Saturday, October 28, 2017

Mata Hari: Remembering Her One Hundred Years After The Execution



In Vincennes, on Oct 15th, 2017, where Mata Hari was shot, one hundred years ago. 


The above is a short clip that I made when visiting the park of Vincennes, in Paris, for the centennial of Mata Hari's death. I was exactly (I think) where Mata Hari was executed, and I had my wife, Grazia, recording this short speech of mine. It was an impromptu performance, nothing scripted, so excuse me if it is a little rough. But I thought I could have done it as a small homage to Mata Hari; the best I could do. 

The idea this little talk of mine was to place Mata Hari's death in the context of the great "pulse" of extermination that gripped the world, starting with what we call the "first world war"; really just an episode of the pulse. Overall, some 260 million people are believed to have been killed over some 50 years of madness. 

Of course, Mata Hari was just one of the many victims of this period. There were many before her, and many, many more after her. But I think we can take her execution as somewhat of a starting point of something. 

In 1917, the Great War had raged already for three years, but at it was at that point that things really started to be ugly; uglier than anything ever seen before. It was the moment when a wave of hate-generating propaganda pervaded Europe - it was the starting point of everything that happened afterward. Just to cite an example, on the centennial of the battle of Caporetto, one week later than Mata Hari's death, an Italian General declared, correctly, "it was when we learned to hate our enemies". 

So, it is no coincidence that Mata Hari, a woman who was so clearly both innocent and harmless was killed by the French state. She was killed for no other reason than pure hate. It was part of the beginning of a true tsunami of hate that swamped Europe and most of the world.

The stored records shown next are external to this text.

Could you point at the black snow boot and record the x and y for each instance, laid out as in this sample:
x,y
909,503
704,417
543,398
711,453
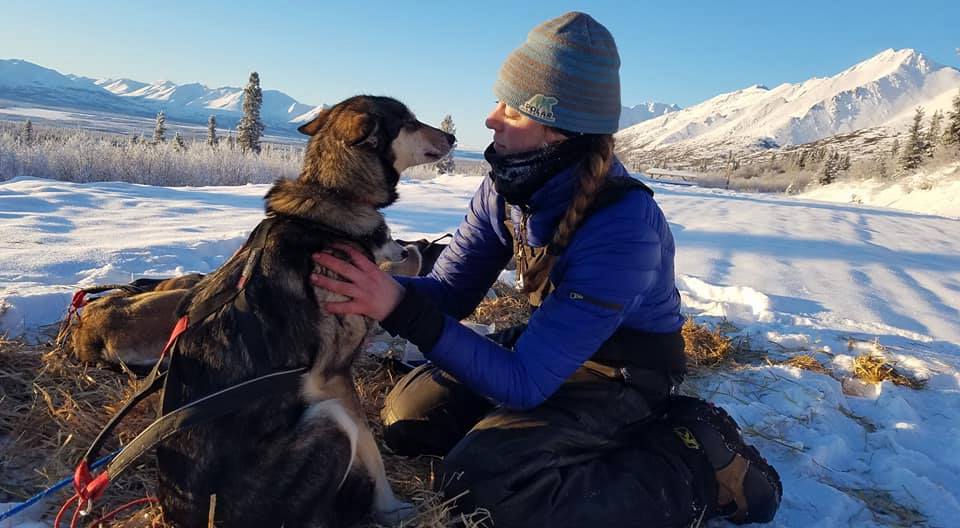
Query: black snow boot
x,y
748,488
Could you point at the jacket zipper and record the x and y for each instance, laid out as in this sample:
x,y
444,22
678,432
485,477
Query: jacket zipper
x,y
522,248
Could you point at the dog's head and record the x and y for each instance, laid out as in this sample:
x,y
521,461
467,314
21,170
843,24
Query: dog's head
x,y
385,248
361,145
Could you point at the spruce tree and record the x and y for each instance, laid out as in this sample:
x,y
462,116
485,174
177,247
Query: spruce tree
x,y
828,173
914,150
178,142
26,134
844,164
212,138
951,133
934,133
160,130
446,164
250,129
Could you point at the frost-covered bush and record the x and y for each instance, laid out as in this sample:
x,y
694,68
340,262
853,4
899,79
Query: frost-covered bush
x,y
82,156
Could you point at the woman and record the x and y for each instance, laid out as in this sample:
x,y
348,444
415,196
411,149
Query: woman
x,y
570,419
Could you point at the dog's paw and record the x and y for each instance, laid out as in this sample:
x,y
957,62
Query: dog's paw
x,y
395,513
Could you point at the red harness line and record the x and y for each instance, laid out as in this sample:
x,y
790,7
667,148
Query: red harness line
x,y
88,488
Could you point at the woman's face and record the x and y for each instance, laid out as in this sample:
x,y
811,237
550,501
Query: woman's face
x,y
514,132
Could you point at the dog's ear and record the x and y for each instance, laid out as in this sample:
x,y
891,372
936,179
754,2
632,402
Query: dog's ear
x,y
314,125
357,128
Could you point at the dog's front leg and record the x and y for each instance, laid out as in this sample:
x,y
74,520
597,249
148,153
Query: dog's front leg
x,y
387,507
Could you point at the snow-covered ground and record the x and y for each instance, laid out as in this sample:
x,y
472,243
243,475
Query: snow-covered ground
x,y
935,191
792,275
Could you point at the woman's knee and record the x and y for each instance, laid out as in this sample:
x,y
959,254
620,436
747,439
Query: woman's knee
x,y
428,411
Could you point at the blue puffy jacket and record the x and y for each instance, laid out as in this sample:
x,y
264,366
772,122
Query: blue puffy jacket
x,y
620,261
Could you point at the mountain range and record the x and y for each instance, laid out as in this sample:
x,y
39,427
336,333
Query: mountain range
x,y
25,82
879,95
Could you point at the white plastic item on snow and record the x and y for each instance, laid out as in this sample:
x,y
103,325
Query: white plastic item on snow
x,y
413,356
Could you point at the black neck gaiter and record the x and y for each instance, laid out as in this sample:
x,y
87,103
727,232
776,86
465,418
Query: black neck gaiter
x,y
517,176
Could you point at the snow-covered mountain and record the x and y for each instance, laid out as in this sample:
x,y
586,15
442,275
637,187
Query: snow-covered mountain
x,y
631,115
882,91
23,81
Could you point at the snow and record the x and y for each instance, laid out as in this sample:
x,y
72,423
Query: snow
x,y
933,191
41,113
791,275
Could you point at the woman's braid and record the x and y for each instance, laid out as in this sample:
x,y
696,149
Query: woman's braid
x,y
593,172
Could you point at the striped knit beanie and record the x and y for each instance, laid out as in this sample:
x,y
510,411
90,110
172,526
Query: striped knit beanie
x,y
566,75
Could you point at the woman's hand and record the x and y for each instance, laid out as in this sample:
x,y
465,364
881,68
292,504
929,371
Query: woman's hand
x,y
372,291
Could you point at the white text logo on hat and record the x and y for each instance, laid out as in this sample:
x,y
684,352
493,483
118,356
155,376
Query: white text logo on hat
x,y
540,106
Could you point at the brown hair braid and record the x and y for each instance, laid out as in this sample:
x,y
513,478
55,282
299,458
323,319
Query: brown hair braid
x,y
593,172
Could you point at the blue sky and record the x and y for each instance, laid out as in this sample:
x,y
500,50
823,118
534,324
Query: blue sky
x,y
442,57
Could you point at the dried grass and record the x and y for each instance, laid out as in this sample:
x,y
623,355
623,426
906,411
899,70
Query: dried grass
x,y
510,308
806,362
706,348
875,368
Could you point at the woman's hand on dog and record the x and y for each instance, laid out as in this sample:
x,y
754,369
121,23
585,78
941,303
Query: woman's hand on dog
x,y
372,291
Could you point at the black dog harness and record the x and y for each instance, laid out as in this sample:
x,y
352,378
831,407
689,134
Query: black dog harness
x,y
203,410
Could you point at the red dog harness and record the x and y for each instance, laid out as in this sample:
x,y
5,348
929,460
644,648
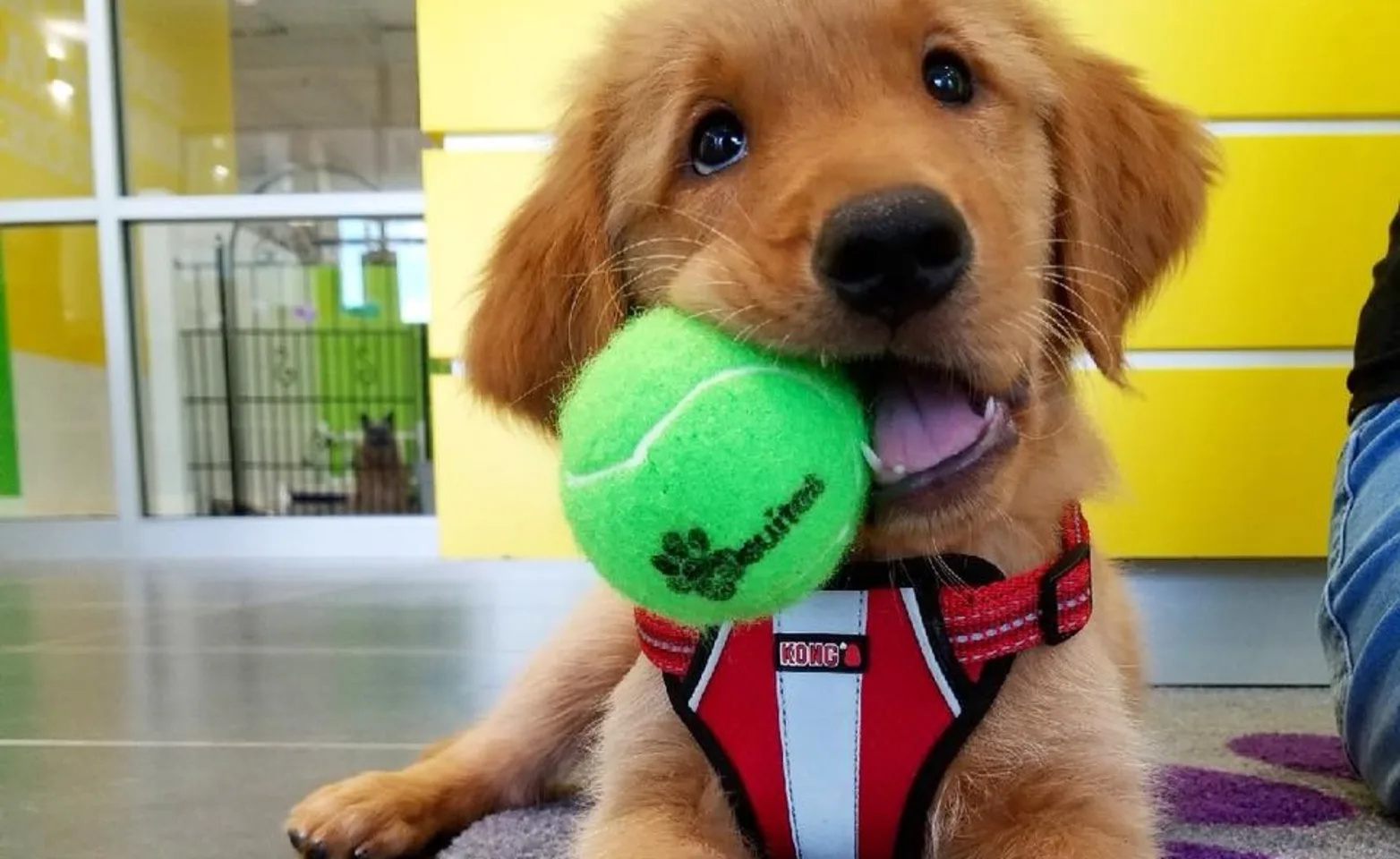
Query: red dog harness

The Great War was supposed to be the war that would end all wars. It didn't, just as no other war ever did. We cannot say whether the great pulse of the 20th century was an end of something or the start of something much larger. As always, only the future will tell us about the future.

But we can remember a brave woman, Mata Hari, who died that day at Vincennes, a victim of hate and injustice. Of course, she was not an intellectual, not a person of culture, she probably had no idea of what was happening to her and to the world. But she chose as her stage name that of "the path of light," a path that, one day, we might learn to follow.